We find ourselves once again in the middle of Xbox Live’s annual Summer of Arcade event and, as usual, they’ve brought quite a collection to the table. The first game I picked up from this event was the action RPG, Bastion. I looked at the provided screenshots and thought about the positive things I’d heard, but I still decided to try the demo first. Thirty seconds in, I knew I’d be buying this game.
You are immediately introduced to our ever-silent protagonist known only as “The Kid.” And when I say “introduced,” I mean it literally, since Bastion has a constant narrator. His low, drawling tone pulls you in and is perfectly suited to the delivery of his sober acceptance of the Calamity, an apapocalyptic event that starts the game off, mixed with a grim determination to continue forward, and more than a dash of dry-witted deadpan tossed in. The narrator always had something to say, and whether he was filling me in on what had happened or hinting at what to expect next, I never grew tired of listening to him.
As you move, the world builds itself around you, rising from the depths to catch your every footfall. It’s an interesting mechanic that can take some time to get used to. I found myself walking off the occasional edge while thinking I was going in the right direction. Falling off the edge is a constant threat throughout Bastion, but mostly a toothless one. You lose a small measure of health, and the narrator will sometimes have something witty or somber to say about it, but there are no other ill effects. You quickly find your first weapon: a hammer, soon to be followed by a repeater, a shield, and a special weapon skill.
After a few minutes of gameplay that is essentially a meet-and-crush between you and some of the common enemies you’ll be seeing, you find yourself in the Bastion. The Bastion is this world’s safe haven and stronghold; it will also serve as your home base between missions and will provide the means to explore new areas. Throughout the game, you will be building different shops in the Bastion that will do everything from upgrade weapons and change loadouts to a distillery, which allows you to choose passive buffs. My favorite buff was Werewhiskey, which grants a 100% critical hit rate when low on health. This proved to be a powerful tool, as long as I kept a watchful eye on my health. The few other characters in the game will generally be found in the Bastion as well, and will sometimes comment on things you’ve found whilst exploring.
From the Bastion, you set out on a series of missions to help rebuild a broken world. Along the way, you find a number of different weapons, all upgradable, and a fairly large variety of enemies. It didn’t bother me that all the missions were basically fetch quests; I was too absorbed in the art style, narration and solid battle mechanics to care. One thing I did notice, though, was how easy the game was.
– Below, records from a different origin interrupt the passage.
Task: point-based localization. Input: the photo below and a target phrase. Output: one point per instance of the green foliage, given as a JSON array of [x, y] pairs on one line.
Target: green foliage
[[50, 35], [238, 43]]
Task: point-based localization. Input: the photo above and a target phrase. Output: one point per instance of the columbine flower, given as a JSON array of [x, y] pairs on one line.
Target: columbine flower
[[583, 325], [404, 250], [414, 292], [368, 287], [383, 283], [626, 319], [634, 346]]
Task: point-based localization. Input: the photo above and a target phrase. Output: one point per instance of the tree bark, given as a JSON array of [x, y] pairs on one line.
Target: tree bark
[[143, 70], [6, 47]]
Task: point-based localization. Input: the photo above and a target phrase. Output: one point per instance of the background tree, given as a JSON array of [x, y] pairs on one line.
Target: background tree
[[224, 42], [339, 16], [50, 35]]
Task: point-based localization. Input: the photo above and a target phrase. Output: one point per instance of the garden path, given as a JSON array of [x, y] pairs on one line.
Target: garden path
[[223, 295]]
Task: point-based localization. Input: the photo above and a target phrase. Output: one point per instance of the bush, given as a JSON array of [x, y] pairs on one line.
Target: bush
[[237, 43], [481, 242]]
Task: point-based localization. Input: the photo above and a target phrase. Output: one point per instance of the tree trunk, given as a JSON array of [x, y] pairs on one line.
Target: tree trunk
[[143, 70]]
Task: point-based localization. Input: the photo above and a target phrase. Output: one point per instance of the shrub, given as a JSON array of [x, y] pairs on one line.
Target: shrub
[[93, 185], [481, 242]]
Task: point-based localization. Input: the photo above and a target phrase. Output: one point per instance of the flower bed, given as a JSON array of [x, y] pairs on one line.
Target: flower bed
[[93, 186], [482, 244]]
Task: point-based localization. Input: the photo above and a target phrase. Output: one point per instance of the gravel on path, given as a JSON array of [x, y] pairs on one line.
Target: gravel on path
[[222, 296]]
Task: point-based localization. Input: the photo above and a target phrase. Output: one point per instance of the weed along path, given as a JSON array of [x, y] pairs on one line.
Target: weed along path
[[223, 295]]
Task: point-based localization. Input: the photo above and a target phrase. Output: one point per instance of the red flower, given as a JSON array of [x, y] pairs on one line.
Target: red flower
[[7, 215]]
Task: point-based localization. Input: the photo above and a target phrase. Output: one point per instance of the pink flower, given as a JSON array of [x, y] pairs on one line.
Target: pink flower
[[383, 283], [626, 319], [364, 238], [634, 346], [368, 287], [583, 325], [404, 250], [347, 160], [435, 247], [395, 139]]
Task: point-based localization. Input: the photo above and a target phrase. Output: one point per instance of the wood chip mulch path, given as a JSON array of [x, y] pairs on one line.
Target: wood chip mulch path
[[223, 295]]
It bothered me a little, but about halfway through the game you gain access to Idols, Bastion‘s version of Halo‘s Skulls. These let you tailor the difficulty, and rewards, to your preferences.
The main story is relatively short, about 6-7 hours, but several things help extend its life. First, every weapon has its own challenge mission, each with its own rules for winning and unique prizes depending on how well you meet goals. There are also three “survivor-mode” style missions that aren’t strictly tied to the plot, but give significant backstory and context to some of the main characters. Perhaps the best way Bastion keeps you playing is the game’s New Game Plus feature. New Game Plus is pretty much exactly what you would expect: you keep your level, all your weapons and their upgrades as you start the story over from the beginning. I found it rather satisfying to use upgraded late-game weapons on far weaker opponents when revisiting the first few levels. Bastion provides you with a pretty good reason to play again, too. Late in the game, you are given a few decisions to make. I found these decisions rather difficult, leaving me to ponder the existential ramifications of my actions for several minutes before choosing. I also felt that these decisions had appropriate weight in changing how the story played out, giving two very different endings.
Overall, I enjoyed this game immensely. From the hand-painted art direction to a score that I find hard to describe (acoustic frontier trip-hop is what the creators call it), to the unique narration style, I lost myself in this game. I can’t help but feel that Bastion is this year’s Braid or Limbo, so give it a try. Oh, and don’t forget to enjoy what all action RPGs are made for: smashing things with hammers.
The Good: Interesting story and method of storytelling; music and art style work well; late-game decisions feel meaningful; New Game Plus.
The Bad: Weapon challenges non-repeatable after mastering them; New weapons/skills replace your chosen loadout on pickup.
The Ugly: Only two endings in a game with New Game Plus? Come on, I want 83 endings like Chrono Trigger.